Creating a type at runtime sounds much more complicated then just creating an abstraction layer. It is very common to create an abstraction to decouple systems.

Let me show an example from my practice. Moscow exchange has the trading core called Plaza2 with trader's API. Traders write their programs to work with financial data. The problem is that this data is very huge, complex, and highly exposed to changes. It can change after a new financial product introduced or rools of clearing changed. Nature of future changes can not be predicted. Literally, it can change every day and poor programmers should edit the code and release a new version, and angry traders should revise their systems.

Obvious decision is to hide all financial hell behind an abstraction. They've used well known SQL tables abstraction. Biggest part of their core can work with any valid schema, the same as trader's software can dynamically parse the schema and find out whether it is compatible with their system.

Returning back to your example, it is normal to create an abstract language in front of some logic. It could be "property", "table", "message", or even human language, but pay attention to the drawbacks of this approach:

  • More code for parsing and validating (and more time off course). Everything what compiler did for you with static typing you must do in the run-time.
  • More documentation of messages, tables or other primitives. All the complexity goes from code to some sort of schema or standart. Here is an example of above-mentioned financial hell schema: http://ftp.moex.com/pub/FORTS/Plaza2/p2gate_en.pdf (dozens of pages of tables)
0

Is this approach a known design pattern?

In XML and HTML, these would be the attributes to a node/element. I've also heard them called extended properties, name/value pairs, and parameters.

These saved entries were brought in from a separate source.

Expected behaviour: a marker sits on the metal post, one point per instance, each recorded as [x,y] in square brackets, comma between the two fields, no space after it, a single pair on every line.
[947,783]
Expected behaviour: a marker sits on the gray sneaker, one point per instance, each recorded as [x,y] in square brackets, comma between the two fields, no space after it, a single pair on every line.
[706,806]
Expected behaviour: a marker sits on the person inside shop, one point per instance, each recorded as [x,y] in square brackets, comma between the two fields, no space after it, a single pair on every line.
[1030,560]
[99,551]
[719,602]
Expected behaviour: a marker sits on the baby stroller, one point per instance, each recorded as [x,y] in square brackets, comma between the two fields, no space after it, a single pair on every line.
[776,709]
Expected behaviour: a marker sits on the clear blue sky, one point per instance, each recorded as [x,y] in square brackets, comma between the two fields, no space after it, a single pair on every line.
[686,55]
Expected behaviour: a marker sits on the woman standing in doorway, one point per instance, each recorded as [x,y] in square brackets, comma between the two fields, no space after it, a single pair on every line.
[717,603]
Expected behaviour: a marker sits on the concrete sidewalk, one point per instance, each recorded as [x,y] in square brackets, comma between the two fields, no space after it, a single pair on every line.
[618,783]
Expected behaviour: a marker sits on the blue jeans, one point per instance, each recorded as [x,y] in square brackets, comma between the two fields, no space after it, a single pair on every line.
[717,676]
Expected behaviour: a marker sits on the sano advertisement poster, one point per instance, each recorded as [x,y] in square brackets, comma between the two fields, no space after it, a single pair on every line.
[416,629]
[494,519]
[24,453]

Would you solve the problem differently?

That is how I would solve the problem, yes.

I know there are languages where I can add a field in runtime, but what about database?

A database would be like Java, in some senses. In pesudo-sql:

TABLE products
(
    product_name VARCHAR(50),
    product_id INTEGER AUTOINCREMENT
)

TABLE attributes
(
    product_id INTEGER,
    name VARCHAR(50),
    value VARCHAR(2000)
)

This would correspond to the Java

class Product {
   protected String productName;
   protected Map<String, String> properties;
}

Note that there is no need for a Property class, as the Map stores the name as the key.

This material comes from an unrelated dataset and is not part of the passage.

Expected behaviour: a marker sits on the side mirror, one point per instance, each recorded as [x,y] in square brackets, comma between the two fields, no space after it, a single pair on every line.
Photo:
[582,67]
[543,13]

Would you rather add/alter columns or used someting as shown above?

I've tried the add/alter column thing, and it was a nightmare. It can be done, but things kept getting out of sync and I never got it to work well. The table structure I outlined above has been much more successful. If you need to do searches and order by's, consider using an attributes table for each data type (date_attributes, currency_attributes, etc.) or adding some of the properties as good old database columns in the products table. Reports are often much easier to write on database columns then sub tables.